How about us? Are we any better? Yes, we have the completed narrative, we have the story told to us and a description of this Jesus as that incarnated God, but do we believe it? Looking around today, it seems that we continue to live our lives just as any common person does. Our politicians and religious leaders continue to espouse moral beliefs but their lives reveal greater interest in self-promotion, in abuse of power, in disdain for the hoi polloi. Political intrigue is played out in front of us not just in Washington and state capitals, but even in national conventions of churches. Not a single (major) Christian denomination has been free of such intrigue and maneuvering for even ten years. The situation in the halls of Congress and even city administrations has been no better - despite the profession of various faiths by those in power.

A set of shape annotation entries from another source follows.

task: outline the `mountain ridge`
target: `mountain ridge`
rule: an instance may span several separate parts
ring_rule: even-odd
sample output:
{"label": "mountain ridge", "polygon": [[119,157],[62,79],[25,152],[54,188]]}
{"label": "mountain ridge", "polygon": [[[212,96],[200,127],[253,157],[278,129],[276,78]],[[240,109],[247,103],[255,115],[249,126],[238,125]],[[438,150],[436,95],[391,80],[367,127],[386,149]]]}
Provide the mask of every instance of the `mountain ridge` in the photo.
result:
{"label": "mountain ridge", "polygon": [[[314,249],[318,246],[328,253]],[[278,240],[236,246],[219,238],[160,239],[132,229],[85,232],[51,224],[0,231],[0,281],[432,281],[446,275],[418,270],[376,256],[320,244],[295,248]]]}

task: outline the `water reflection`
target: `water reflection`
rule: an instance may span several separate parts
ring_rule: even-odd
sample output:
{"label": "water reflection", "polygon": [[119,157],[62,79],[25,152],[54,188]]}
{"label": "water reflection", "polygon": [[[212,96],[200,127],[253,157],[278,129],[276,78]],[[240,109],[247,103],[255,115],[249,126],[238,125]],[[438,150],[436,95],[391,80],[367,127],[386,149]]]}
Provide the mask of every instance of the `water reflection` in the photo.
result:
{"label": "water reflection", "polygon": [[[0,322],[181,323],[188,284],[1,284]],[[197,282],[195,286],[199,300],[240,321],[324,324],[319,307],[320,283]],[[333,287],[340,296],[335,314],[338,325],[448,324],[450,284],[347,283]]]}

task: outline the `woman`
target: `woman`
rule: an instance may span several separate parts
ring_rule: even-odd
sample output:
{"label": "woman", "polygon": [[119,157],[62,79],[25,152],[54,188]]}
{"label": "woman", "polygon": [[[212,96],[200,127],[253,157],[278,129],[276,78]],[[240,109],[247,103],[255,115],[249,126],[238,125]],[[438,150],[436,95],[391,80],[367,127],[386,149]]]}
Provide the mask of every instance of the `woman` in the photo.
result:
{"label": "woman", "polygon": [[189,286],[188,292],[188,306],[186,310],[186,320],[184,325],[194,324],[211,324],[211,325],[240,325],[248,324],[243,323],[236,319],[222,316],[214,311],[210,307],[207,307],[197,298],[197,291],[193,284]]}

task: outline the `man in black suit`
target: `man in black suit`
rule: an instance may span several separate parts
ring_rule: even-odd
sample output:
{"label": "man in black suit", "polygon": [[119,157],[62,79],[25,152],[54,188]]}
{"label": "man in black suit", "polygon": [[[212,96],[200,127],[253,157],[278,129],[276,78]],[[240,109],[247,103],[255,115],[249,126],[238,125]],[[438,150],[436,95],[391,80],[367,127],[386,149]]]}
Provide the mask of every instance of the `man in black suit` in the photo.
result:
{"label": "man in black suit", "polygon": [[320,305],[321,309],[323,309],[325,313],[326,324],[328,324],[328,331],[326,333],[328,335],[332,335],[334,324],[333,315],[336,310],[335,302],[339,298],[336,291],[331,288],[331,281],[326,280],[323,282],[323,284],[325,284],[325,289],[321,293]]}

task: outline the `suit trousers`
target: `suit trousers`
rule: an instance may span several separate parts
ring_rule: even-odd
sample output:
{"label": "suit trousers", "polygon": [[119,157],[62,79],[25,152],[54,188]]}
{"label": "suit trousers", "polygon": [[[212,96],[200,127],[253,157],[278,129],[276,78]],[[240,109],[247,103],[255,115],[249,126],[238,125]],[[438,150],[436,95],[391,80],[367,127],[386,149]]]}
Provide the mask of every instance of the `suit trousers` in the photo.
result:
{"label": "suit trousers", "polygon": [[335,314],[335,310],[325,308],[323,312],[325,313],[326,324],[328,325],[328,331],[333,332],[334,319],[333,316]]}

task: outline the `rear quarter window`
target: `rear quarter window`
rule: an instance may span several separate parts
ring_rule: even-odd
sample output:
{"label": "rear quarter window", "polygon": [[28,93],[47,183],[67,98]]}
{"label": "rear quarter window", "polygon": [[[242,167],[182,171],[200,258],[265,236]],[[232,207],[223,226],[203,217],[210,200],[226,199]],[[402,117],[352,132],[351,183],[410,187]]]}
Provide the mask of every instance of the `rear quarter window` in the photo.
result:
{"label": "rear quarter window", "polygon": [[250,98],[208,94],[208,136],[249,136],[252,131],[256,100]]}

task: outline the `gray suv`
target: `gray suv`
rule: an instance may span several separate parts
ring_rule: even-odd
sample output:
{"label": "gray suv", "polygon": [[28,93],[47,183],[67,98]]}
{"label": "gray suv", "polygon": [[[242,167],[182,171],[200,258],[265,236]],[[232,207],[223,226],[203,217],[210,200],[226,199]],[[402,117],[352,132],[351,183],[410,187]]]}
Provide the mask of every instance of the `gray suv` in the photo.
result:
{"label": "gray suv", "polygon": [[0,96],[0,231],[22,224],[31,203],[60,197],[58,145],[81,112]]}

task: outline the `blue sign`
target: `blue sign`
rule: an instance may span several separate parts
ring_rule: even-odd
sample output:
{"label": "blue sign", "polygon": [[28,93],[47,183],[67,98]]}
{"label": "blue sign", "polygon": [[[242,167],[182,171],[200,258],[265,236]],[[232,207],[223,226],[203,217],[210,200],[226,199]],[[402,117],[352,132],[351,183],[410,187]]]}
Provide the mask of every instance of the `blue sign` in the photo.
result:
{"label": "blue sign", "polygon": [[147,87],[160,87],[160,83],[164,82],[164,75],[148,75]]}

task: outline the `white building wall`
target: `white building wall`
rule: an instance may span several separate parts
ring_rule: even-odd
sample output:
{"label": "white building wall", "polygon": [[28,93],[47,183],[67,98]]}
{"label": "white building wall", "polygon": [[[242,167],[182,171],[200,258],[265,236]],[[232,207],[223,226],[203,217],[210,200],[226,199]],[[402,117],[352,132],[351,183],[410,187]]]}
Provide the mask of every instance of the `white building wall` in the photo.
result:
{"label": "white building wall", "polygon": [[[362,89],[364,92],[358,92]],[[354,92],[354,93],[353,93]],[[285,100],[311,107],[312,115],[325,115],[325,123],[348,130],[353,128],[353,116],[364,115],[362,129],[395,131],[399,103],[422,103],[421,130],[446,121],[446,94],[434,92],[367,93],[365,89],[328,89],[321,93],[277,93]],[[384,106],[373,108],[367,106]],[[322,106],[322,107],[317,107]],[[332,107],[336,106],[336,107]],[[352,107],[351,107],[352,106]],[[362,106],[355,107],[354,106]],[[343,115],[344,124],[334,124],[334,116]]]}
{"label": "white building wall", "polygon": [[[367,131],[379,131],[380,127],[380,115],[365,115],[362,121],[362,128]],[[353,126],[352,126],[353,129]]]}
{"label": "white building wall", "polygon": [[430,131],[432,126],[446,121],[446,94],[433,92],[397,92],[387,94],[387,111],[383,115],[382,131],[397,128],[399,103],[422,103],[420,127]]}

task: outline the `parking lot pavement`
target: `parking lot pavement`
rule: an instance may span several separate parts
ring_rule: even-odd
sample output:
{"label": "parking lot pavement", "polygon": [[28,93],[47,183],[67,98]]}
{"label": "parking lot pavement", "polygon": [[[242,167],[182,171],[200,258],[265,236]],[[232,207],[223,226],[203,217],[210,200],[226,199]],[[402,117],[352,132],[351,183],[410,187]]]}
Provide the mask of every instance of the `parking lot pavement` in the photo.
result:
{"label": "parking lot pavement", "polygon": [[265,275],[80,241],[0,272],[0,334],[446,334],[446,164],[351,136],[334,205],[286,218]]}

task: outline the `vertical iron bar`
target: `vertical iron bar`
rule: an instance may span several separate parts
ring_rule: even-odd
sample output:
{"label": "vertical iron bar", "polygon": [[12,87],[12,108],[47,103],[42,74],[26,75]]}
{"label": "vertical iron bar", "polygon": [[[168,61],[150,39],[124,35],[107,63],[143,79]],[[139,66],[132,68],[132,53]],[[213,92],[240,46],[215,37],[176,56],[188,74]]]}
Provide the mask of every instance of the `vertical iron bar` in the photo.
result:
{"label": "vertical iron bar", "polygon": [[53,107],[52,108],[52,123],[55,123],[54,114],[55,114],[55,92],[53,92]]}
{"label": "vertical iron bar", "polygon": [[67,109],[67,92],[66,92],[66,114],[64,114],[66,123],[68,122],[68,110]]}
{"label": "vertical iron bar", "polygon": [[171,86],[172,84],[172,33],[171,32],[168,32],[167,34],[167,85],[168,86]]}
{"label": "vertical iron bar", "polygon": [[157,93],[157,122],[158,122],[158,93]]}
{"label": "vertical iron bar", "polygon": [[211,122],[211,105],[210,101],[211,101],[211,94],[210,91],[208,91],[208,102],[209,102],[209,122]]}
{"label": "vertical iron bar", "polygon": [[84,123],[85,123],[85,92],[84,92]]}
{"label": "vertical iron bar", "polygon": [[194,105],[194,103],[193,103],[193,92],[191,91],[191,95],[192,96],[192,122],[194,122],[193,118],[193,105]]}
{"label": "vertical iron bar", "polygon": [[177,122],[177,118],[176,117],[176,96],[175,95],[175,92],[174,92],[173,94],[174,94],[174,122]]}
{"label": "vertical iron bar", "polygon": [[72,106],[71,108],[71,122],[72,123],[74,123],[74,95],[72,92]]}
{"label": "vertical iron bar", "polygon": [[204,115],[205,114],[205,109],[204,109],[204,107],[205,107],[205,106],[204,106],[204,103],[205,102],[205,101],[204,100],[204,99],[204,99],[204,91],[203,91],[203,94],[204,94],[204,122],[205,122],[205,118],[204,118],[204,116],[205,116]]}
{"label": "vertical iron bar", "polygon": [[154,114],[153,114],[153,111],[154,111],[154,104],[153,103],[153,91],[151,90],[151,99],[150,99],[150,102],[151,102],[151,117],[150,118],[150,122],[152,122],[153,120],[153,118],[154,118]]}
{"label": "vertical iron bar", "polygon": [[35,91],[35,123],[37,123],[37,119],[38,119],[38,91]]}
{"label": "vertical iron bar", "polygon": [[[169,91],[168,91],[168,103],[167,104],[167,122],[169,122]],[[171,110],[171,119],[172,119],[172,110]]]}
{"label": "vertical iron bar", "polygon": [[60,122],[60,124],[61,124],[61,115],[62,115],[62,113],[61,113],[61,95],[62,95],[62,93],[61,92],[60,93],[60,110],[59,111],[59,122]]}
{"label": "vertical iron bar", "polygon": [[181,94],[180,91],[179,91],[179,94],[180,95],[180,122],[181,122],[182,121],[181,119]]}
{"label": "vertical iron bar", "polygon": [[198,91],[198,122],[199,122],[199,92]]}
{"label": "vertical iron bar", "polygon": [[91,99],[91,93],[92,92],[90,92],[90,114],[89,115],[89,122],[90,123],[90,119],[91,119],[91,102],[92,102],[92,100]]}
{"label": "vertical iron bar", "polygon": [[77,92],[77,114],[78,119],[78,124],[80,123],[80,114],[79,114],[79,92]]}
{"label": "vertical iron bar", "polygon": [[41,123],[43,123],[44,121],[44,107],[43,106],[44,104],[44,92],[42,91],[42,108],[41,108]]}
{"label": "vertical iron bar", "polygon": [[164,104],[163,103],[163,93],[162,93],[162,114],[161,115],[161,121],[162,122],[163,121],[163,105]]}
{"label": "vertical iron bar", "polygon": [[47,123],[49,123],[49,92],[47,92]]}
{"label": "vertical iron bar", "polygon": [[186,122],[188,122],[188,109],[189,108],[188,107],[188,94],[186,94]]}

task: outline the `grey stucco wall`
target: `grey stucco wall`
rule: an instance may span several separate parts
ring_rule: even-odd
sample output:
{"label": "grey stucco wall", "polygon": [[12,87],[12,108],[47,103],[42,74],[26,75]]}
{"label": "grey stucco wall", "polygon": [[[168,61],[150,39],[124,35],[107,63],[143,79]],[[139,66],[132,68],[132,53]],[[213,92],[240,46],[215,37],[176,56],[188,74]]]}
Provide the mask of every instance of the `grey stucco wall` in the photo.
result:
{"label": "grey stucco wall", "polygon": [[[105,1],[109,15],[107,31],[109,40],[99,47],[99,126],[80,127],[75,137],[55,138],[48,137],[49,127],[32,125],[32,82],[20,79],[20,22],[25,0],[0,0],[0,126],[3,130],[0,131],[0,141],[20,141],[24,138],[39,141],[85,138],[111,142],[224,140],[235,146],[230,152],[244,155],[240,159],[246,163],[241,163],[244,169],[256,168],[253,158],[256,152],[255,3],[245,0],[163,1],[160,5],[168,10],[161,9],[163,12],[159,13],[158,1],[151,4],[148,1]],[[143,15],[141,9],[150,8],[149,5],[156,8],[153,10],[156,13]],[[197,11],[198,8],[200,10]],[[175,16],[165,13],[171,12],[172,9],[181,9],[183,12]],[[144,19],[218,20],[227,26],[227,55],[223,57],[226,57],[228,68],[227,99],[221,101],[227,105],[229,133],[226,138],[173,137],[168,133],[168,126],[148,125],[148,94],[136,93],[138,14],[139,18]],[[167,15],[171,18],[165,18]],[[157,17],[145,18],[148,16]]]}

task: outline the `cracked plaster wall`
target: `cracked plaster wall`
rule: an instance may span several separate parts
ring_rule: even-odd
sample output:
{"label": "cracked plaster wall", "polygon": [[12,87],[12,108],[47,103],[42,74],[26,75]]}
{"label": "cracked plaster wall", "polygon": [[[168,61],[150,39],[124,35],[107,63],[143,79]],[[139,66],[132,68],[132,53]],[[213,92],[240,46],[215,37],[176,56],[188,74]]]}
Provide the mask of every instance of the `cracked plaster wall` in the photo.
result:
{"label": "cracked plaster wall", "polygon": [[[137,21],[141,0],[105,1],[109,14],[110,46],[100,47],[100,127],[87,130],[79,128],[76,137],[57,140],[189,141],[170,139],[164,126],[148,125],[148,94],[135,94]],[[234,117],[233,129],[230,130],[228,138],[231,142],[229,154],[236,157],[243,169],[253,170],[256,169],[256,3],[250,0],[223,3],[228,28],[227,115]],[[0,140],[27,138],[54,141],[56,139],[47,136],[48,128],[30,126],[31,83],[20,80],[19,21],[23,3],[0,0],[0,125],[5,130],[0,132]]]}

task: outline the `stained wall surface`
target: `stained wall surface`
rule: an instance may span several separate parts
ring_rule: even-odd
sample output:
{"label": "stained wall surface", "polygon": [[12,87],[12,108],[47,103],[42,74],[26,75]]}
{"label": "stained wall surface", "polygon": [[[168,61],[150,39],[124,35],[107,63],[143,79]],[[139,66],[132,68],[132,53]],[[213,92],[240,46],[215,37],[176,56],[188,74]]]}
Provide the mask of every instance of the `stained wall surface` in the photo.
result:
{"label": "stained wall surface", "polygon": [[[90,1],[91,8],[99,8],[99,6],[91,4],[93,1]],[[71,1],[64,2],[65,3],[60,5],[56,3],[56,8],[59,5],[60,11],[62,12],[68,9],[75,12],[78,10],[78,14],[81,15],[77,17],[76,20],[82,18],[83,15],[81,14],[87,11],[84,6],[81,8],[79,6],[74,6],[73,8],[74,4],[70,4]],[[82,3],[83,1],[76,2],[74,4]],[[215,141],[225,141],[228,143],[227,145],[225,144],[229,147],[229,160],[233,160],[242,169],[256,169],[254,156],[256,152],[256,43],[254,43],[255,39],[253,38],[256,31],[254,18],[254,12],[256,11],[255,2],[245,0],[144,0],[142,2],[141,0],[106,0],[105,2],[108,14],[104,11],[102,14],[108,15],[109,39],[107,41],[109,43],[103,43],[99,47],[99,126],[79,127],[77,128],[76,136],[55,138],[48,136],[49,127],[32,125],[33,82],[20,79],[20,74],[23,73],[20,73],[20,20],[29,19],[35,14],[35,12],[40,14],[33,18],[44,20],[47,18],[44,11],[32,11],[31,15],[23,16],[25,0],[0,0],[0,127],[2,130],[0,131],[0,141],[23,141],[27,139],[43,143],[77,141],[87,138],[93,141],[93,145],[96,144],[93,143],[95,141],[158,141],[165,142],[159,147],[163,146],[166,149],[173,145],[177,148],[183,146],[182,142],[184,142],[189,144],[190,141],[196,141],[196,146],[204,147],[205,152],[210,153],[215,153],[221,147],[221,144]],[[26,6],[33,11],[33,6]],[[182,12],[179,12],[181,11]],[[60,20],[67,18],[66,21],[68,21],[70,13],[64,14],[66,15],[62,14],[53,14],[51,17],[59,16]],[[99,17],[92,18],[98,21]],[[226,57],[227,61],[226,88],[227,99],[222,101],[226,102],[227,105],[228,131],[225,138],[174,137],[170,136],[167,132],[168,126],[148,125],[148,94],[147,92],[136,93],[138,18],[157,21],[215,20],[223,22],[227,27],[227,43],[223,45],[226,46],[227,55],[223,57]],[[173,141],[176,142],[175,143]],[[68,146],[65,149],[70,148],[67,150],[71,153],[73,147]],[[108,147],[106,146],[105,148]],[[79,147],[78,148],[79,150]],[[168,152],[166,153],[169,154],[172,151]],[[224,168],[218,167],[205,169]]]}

Advent refers mostly to the coming birth of Jesus, but in the history of the church, Advent has taken on a current-day focus; a focus that looks to the Second Coming, the final Day of the Lord before which no person will be able to stand. The first coming has come and gone and we either acknowledge, remember, and live in light of it or we confess that our lives are not shaped by it; that we have missed it just as surely as if we had lived in Jerusalem in AD 30. The second is coming just as quietly, just as unannounced, just as miss-able as the first. Oh yes, we have stories of horses on clouds, of trumpets blaring, of judgment scenes. But these arrive too late for those who aren't waiting, who aren't prepared, who just live our lives as though the world sets the rules. We are told to keep watch, to remain alert for a reason.
While we remind ourselves to be expectant, have we in fact missed the coming and the presence of God on our streets, just as Israel missed Messiah. As we light our Advent candles in our churches and in our homes, are we going through the motions, or are we actively looking to see Jesus, the Son of God, the Incarnate One who truly brings life through death, resurrection through dying? Do we see Him well enough to be Him?